Когда я вернулся, Фелиппе опять спал, и весь пол вокруг дивана был залит остатками пыли, желчью и кровью. Лицо моего несостоявшегося любовника искажала мучительная гримаса, черные колечки волос прилипли ко лбу. Он не был ошеломляюще красив, но, несомненно, хорош собой. Возможно, Ромулу был прав, рассказав мне про Эрнотерру. Мне действительно нравились испанцы. Хотя я и не мог понять этого стремления мгновенно разрушать границы, называть человека другом после того, как видел его раз в жизни.
Наскоро бросив несколько Эванеско, я оглянулся в поисках подходящих емкостей, но в это время Фелиппе закашлял.
– Воды, – прошептал он, нащупывая палочку, и вытаскивая ее откуда-то из-под сбившегося к коленям пледа.
Я вырвал ее у него из рук:
– Нельзя! Вымоем яд, тогда будет тебе вода. У тебя есть котел?
Он открыл глаза, с трудом сфокусировал взгляд на мне, потом слабо улыбнулся, узнавая. Я почувствовал, как в груди становится тепло.

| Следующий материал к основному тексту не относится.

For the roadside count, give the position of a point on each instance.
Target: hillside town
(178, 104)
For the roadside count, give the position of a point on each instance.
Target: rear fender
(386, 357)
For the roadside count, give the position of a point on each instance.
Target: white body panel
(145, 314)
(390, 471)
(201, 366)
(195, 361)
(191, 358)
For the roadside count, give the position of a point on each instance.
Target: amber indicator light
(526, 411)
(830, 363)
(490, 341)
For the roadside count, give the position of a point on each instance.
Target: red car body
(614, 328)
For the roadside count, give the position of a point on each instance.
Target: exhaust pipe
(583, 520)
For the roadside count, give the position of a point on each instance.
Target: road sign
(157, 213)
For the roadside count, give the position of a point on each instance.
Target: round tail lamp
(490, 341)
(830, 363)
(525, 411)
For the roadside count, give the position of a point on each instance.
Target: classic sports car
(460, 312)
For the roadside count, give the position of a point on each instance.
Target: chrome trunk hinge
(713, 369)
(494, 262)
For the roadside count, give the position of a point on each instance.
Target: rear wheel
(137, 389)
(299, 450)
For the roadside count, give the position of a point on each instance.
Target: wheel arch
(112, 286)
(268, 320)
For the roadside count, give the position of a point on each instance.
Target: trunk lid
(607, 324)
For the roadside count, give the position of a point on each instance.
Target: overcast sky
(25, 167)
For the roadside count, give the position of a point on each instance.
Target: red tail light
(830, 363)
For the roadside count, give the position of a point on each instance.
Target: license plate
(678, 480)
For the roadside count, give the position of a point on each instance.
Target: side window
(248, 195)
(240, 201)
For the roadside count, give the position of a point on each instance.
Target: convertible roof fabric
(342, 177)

В подвале, – сказал он еле слышно. И улыбнулся еще шире: – Ты не волнуйся, я не умру.
Я хотел было ответить, что мне нет до этого дела, но, конечно, промолчал, очищая плед и закутывая Фелиппе вновь. Пыль, попавшая на плед, уже успела кое-где проесть дыры, и я в который раз подивился возможностям человеческого организма – и слизистые, и кожа, и даже глаза по опыту сдавались гораздо позже, чем ткань. Хотя, вероятно, пыль просто реагировала с краской, придававшей пледу этот крайне жизнерадостный серо-красный цвет.
Дверь в подвал я взломал простой Аллохоморой. Здесь не было ни холодно, ни грязно, и в нише между двумя массивными опорами стоял телевизор, за ним – бильярдный стол, а напротив телевизора, почти у самого входа – кресло с маленьким столиком по левую руку. Это явно было чье-то излюбленное место. Слева на стеллажах лежали коробки и различные маггловские хозяйственные инструменты, справа я нашел вполне приличный котел, сносную горелку, а также другие приспособления для варки зелий. В больших банках, занимавших целый шкаф, были ингредиенты, однако времени для того, чтобы шарить по полкам, не было.
Прихватив все нужное, я аппарировал наверх. Фелиппе как раз тошнило, я взялся за край бархатной скатерти, и завернул все, что лежало на одной половине стола, на другую половину. Поставил все приборы, набросил на себя отталкивающие чары и кинулся помогать: на этот раз он обляпался весь – пыль явно стремилась захватить новые пространства. Не помню, когда в последний раз я произносил столько Эванеско – в том случае с Эйвери нам повезло больше, поскольку кто-то (кто, так и осталось невыясненным) пытался отравить его, подсунув черную пыль в пиалу с летучим порохом. Перед тем, как я приступил к варке зелья, способного изгнать эту мерзость из организма, мне пришлось раздеть Фелиппе догола, завернуть в простыню, и потратить минут пятнадцать на то, чтобы наложить отталкивающие чары достаточной силы, но при этом такие, которые не могли помешать процессу рвоты.